3 The iterated Kantorovich metric and the tower of measures

We will begin with the notion of tower of measures, which was defined in [20] and considered in more detail in [23], [39] Let $\left(X,r\right)$  be an arbitrary compact metric space (say, the unit interval with the Euclidean metric). We can consider a new compact space $V\left(X\right)$  , the space of all probability Borel measures on $X$  , and supply it with the Kantorovich metric.
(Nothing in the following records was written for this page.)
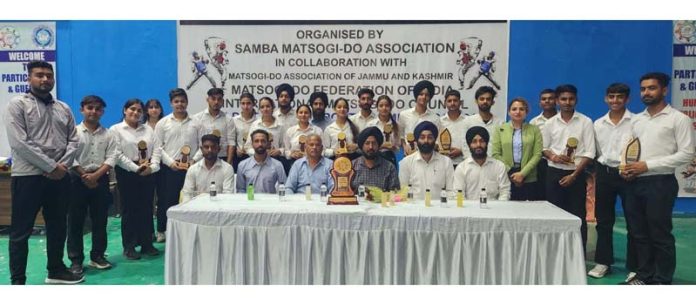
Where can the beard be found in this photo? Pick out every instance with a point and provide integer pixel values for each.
(426, 148)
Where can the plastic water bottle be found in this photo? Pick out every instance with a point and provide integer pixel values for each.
(483, 199)
(281, 192)
(212, 190)
(323, 192)
(443, 198)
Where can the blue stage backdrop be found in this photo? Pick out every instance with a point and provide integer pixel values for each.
(119, 60)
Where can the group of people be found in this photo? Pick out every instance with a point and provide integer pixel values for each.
(63, 167)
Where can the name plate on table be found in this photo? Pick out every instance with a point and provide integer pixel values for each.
(342, 172)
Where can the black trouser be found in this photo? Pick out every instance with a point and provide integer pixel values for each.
(29, 194)
(649, 214)
(608, 185)
(136, 208)
(173, 183)
(97, 201)
(571, 199)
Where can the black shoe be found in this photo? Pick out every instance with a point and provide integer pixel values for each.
(100, 263)
(149, 251)
(64, 277)
(131, 254)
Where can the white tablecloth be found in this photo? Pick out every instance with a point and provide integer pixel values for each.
(235, 241)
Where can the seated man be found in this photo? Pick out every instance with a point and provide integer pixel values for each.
(371, 169)
(262, 171)
(312, 169)
(479, 171)
(426, 169)
(201, 174)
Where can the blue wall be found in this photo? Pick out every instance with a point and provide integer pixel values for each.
(123, 59)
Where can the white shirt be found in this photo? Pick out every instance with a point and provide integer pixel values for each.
(198, 178)
(476, 120)
(408, 119)
(242, 128)
(173, 134)
(206, 123)
(292, 137)
(666, 140)
(611, 139)
(457, 129)
(95, 148)
(128, 139)
(330, 138)
(421, 175)
(556, 134)
(362, 122)
(470, 177)
(286, 120)
(276, 130)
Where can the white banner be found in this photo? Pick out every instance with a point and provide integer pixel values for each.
(684, 91)
(20, 43)
(339, 59)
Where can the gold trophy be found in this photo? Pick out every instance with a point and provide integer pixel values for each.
(630, 153)
(185, 161)
(571, 146)
(342, 146)
(445, 142)
(388, 128)
(342, 173)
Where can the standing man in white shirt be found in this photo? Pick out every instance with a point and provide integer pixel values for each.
(455, 122)
(423, 92)
(426, 169)
(481, 171)
(215, 121)
(569, 145)
(547, 102)
(366, 98)
(285, 115)
(485, 99)
(41, 131)
(613, 132)
(174, 132)
(666, 143)
(97, 155)
(212, 169)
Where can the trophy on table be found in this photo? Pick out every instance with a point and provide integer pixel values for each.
(388, 128)
(342, 172)
(445, 142)
(342, 145)
(571, 146)
(185, 161)
(630, 153)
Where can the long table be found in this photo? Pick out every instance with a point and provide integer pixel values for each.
(230, 240)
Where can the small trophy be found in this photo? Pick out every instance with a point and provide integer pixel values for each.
(388, 128)
(342, 146)
(342, 172)
(185, 162)
(630, 154)
(571, 146)
(445, 142)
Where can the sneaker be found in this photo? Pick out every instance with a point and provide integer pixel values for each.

Thus we have defined a functor $F$  from the category of metric compact spaces to itself: $F:X↦V\left(X\right)$  , $r↦{k}_{r}$  ; it is clear that $F$  sends each homeomorphism of a compact space ${X}_{1}$  to a compact space ${X}_{2}$  to a homeomorphism of $V\left({X}_{1}\right)$  to $V\left({X}_{2}\right)$  .
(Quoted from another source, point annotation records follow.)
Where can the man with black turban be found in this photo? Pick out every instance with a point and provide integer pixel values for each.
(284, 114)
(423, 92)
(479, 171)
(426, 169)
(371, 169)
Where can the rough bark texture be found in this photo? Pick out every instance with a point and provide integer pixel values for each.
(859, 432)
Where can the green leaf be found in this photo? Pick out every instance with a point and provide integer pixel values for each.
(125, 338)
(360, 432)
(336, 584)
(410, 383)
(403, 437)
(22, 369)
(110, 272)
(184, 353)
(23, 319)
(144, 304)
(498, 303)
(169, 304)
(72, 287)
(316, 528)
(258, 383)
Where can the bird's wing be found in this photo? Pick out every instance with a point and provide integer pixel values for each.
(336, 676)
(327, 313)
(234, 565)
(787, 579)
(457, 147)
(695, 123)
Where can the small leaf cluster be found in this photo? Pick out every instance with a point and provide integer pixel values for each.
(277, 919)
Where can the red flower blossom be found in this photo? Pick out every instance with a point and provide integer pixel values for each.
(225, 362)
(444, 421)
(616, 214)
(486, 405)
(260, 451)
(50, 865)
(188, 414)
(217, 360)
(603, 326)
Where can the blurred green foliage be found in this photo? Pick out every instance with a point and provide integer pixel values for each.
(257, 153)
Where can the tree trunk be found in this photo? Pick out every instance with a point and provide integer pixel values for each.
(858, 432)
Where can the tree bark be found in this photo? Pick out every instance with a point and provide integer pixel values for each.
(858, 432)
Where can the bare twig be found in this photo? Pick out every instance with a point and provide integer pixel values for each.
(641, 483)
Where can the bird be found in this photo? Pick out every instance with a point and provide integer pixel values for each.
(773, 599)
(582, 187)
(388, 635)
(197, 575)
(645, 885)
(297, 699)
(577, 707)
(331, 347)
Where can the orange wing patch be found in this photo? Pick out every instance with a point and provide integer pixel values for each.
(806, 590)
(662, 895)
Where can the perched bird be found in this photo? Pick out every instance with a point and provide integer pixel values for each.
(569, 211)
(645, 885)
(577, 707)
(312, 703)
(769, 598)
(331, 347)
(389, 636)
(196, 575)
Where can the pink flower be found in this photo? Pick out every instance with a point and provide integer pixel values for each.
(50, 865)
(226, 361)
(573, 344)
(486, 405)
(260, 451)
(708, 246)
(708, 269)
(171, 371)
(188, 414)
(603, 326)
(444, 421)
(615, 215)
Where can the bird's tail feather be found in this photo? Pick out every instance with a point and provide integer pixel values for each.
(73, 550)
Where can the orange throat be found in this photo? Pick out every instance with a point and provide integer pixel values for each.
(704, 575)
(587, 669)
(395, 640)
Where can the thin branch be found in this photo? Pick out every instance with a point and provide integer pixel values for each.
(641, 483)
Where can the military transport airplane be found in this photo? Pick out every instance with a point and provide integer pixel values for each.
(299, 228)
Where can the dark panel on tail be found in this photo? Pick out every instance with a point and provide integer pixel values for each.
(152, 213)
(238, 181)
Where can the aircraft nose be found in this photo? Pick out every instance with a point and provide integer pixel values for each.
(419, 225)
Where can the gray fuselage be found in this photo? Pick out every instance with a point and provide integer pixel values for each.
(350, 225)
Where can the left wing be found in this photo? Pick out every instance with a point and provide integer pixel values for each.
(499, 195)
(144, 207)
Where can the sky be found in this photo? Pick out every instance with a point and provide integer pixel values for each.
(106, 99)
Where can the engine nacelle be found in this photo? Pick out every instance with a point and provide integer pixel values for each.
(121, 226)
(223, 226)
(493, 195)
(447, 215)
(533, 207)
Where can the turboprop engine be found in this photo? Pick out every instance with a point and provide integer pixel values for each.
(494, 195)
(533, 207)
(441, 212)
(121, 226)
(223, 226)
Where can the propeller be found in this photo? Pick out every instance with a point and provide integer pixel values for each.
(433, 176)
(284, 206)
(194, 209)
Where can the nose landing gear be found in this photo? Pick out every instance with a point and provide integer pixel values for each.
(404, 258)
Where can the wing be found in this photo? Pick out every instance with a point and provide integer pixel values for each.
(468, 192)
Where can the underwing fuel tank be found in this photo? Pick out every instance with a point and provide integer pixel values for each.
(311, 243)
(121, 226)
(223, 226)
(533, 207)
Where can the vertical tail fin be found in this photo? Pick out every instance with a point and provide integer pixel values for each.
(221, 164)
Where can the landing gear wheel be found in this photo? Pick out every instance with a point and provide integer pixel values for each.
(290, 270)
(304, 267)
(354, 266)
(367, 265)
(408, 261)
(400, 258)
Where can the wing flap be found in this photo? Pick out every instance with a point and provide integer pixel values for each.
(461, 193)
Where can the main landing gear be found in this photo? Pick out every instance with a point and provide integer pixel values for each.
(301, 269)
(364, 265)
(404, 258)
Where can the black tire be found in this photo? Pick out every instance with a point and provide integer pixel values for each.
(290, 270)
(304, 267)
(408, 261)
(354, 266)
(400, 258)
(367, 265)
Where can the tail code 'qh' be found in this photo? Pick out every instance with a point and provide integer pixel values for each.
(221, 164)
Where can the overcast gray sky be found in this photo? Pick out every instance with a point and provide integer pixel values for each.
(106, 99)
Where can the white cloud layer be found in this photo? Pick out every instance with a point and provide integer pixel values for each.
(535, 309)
Obviously, $\left(X,r\right)$  can be isometrically embedded into $\left(V\left(X\right),{k}_{r}\right)$  via the mapping $x↦{\delta }_{x}$  .
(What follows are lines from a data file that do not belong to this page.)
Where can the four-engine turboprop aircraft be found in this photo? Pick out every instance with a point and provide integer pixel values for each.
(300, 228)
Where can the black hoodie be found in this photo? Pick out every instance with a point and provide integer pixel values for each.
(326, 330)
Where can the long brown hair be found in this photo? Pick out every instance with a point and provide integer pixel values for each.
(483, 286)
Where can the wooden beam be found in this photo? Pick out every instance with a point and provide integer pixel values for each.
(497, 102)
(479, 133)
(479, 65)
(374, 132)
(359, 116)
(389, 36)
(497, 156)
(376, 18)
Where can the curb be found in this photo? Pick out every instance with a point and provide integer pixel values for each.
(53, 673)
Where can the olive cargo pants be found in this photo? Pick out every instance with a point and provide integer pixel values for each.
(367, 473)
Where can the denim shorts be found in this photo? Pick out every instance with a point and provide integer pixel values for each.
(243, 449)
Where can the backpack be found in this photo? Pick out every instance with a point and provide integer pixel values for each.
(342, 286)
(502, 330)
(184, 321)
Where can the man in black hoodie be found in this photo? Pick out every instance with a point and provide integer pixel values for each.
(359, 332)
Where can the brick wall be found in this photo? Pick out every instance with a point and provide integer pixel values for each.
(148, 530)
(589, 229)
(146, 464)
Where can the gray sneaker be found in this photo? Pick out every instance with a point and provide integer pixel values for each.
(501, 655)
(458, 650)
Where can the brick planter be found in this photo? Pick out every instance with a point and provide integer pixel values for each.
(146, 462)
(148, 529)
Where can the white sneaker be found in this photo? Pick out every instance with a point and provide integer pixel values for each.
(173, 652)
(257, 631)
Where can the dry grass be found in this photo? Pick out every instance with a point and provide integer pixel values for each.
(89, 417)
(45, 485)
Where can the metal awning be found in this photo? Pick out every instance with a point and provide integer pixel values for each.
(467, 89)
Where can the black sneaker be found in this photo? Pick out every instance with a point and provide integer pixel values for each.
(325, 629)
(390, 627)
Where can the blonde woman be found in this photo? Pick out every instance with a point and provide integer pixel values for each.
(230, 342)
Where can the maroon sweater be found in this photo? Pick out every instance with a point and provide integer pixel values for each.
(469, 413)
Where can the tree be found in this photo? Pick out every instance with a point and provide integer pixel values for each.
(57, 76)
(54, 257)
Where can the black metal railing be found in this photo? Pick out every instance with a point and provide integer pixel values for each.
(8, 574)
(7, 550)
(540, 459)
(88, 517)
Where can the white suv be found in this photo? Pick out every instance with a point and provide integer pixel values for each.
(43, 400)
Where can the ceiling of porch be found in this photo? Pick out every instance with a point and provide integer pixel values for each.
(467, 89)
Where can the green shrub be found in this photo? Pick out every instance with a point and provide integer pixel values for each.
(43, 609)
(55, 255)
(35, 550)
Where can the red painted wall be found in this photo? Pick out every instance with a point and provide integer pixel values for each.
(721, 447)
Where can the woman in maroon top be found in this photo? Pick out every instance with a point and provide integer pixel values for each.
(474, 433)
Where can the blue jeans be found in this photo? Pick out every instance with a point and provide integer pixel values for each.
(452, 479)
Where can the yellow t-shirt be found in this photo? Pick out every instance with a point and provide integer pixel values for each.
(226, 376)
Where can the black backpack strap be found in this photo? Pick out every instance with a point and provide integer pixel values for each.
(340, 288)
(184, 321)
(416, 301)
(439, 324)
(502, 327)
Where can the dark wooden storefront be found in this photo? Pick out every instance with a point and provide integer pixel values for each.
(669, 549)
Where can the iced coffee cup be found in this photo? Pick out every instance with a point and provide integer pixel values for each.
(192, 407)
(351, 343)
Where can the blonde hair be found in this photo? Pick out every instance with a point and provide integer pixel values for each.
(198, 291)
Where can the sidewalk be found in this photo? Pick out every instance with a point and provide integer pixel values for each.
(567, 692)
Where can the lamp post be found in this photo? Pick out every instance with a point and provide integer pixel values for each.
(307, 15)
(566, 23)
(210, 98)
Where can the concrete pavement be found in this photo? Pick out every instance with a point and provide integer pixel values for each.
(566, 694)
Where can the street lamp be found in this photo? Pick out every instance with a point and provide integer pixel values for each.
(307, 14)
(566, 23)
Let us iterate this procedure:
$\left(X,r\right)⟶\left(V\left(X\right),{k}_{r}\right)⟶\left(V\left(V\left(X\right)\right),{k}_{{k}_{r}}\right)⟶....$  Set ${V}^{n}=V\left({V}^{n-1}\left(X\right)\right)$  and ${k}_{r}^{n}={k}_{{k}_{r}^{n-1}}$  and introduce the notation ${F}_{n}$  for the mapping $\left({V}^{n-1},{k}_{r}^{n-1}\right)⟶\left({V}^{n},{k}_{r}^{n}\right)$  .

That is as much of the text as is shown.